En tant que nous avons un corps nous cherchons bien le bonheur, bonheur que Kant définit comme étant « la satisfaction de toutes nos inclinations ». Mais ce n'est pas là la finalité propre de l'homme. Les bêtes aussi cherchent à satisfaire leurs inclinations. Mais si nous nous étions contentés de cela aurions-nous une histoire ? Pourrions-nous progresser ? Dans Idée d'une histoire universelle d'un point de vue cosmopolitique, Kant explique que si la nature avait voulu notre bonheur elle nous aurait donné des instincts plutôt que l'intelligence. L'instinct indique en effet à l'animal ce qui lui convient sans erreur possible. Si tel avait été le cas, nous serions alors comme les bergers d'Arcadie dont le bonheur champêtre et simple ne dépasse guère celui de leurs moutons. Mais nous n'avons pas d'instinct mais une raison qui nous indique que nous sommes destinés à autre chose. À quoi ? Kant répond que nous sommes destinés à la morale.

2) La morale est notre vraie finalité et elle nous rend « digne d'être heureux »

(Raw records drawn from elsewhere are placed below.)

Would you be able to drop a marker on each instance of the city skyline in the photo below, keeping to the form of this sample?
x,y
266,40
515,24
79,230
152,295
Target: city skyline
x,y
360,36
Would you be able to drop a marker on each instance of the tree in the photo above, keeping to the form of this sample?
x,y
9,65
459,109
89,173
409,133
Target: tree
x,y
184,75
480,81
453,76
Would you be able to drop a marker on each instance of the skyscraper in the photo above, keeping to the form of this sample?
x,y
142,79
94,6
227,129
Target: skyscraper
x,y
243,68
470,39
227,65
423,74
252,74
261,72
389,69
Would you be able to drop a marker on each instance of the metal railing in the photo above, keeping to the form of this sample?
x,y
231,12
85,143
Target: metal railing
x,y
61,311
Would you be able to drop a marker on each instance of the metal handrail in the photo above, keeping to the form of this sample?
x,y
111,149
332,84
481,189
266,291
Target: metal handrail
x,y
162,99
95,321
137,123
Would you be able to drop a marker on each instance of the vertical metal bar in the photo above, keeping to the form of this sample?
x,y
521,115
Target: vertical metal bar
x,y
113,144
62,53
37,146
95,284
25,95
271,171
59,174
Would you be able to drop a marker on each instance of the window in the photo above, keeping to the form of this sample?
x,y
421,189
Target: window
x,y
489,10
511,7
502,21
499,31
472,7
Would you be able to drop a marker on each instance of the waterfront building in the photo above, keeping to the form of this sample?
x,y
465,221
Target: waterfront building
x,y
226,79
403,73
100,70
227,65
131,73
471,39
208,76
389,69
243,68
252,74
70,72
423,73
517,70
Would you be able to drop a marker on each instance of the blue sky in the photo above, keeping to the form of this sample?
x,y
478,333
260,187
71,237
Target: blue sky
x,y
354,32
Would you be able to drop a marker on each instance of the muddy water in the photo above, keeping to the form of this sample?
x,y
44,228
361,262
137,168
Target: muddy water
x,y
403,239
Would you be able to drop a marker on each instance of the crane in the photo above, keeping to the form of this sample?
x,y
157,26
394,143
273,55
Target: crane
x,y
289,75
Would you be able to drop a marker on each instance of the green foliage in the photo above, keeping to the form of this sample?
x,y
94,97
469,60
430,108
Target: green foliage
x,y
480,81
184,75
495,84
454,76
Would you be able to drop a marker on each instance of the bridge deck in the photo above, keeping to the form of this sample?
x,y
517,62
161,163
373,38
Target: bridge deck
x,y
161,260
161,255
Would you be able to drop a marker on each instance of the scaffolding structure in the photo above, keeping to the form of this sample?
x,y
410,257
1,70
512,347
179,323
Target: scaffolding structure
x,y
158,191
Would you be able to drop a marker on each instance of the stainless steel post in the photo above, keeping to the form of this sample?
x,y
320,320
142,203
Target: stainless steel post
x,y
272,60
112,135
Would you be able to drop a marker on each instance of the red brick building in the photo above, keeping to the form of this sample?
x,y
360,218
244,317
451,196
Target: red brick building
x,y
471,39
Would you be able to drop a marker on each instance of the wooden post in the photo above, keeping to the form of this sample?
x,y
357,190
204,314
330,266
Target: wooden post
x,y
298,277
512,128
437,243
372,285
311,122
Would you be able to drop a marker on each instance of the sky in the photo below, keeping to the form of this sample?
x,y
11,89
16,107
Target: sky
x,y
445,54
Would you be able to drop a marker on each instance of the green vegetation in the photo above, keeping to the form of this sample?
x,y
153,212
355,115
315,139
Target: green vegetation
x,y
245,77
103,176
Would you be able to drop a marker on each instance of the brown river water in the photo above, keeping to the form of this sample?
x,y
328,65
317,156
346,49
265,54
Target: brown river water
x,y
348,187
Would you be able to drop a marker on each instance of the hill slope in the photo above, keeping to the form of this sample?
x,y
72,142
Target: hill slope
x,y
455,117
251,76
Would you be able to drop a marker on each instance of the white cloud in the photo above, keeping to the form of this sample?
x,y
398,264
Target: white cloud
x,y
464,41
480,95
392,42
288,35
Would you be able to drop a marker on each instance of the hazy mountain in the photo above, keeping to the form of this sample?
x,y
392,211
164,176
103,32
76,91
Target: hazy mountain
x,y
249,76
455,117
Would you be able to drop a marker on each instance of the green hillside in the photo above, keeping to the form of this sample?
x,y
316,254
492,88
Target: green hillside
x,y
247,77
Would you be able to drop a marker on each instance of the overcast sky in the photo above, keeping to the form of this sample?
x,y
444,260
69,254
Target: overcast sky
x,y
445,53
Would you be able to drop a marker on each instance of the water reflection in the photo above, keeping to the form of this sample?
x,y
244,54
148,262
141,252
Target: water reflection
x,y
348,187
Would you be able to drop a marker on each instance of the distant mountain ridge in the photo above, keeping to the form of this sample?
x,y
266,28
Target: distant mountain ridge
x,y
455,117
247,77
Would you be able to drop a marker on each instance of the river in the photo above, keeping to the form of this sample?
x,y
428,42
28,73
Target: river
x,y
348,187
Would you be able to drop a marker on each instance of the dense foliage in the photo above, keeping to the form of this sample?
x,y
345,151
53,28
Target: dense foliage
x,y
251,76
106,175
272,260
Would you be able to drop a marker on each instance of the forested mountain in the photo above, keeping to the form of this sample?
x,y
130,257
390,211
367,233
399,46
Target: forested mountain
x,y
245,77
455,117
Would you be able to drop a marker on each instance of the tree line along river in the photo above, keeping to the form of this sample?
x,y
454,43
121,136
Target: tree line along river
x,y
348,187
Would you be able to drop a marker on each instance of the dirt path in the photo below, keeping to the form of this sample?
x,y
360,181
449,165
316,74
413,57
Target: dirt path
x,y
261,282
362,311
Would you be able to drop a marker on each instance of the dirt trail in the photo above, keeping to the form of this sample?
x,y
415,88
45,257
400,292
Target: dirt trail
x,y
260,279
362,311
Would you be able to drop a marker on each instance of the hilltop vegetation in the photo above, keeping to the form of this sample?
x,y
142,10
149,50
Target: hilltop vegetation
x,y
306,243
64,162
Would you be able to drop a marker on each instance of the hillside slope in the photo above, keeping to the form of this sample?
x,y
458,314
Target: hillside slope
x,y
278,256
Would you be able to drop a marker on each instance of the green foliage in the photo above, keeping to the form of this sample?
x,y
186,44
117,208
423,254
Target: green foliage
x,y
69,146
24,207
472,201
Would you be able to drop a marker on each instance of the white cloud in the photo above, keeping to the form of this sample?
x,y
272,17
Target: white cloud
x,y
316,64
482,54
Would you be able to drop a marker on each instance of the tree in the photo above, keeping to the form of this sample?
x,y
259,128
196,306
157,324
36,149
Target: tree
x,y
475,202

La morale doit être universelle sinon elle n'existe pas. Il n'y a pas de sens à reprocher à quelqu'un ce qui lui serait permis ailleurs. Or seule la raison permettra de penser des règles universelles. La morale doit être désintéressée. Celui qui agit moralement par intérêt, n'hésitera pas à commettre le pire s'il est à son avantage. On voit alors que l'homme moral n'agit pas pour être heureux. Il agit « par devoir » c'est-à-dire dans la seule finalité morale. La recherche de notre seul bonheur pousse à l'égoïsme. Il n'y a de véritablement morale, nous dit Kant, qu'une volonté bonne c'est-à-dire une volonté qui n'a pas d'autre fin que le bien. La morale apparaît alors comme la finalité proprement humaine car en effet seul l'homme peut penser ce qu'est le bien et le mal et seul il peut librement choisir le bien. L'animal n'est pas libre. « La nature commande et la bête obéit » dit Rousseau. L'homme lui est capable de résister à sa nature. En tant qu'humain nous devons donc tout faire pour être vertueux y compris, si cela est nécessaire, sacrifier notre bonheur à cette quête.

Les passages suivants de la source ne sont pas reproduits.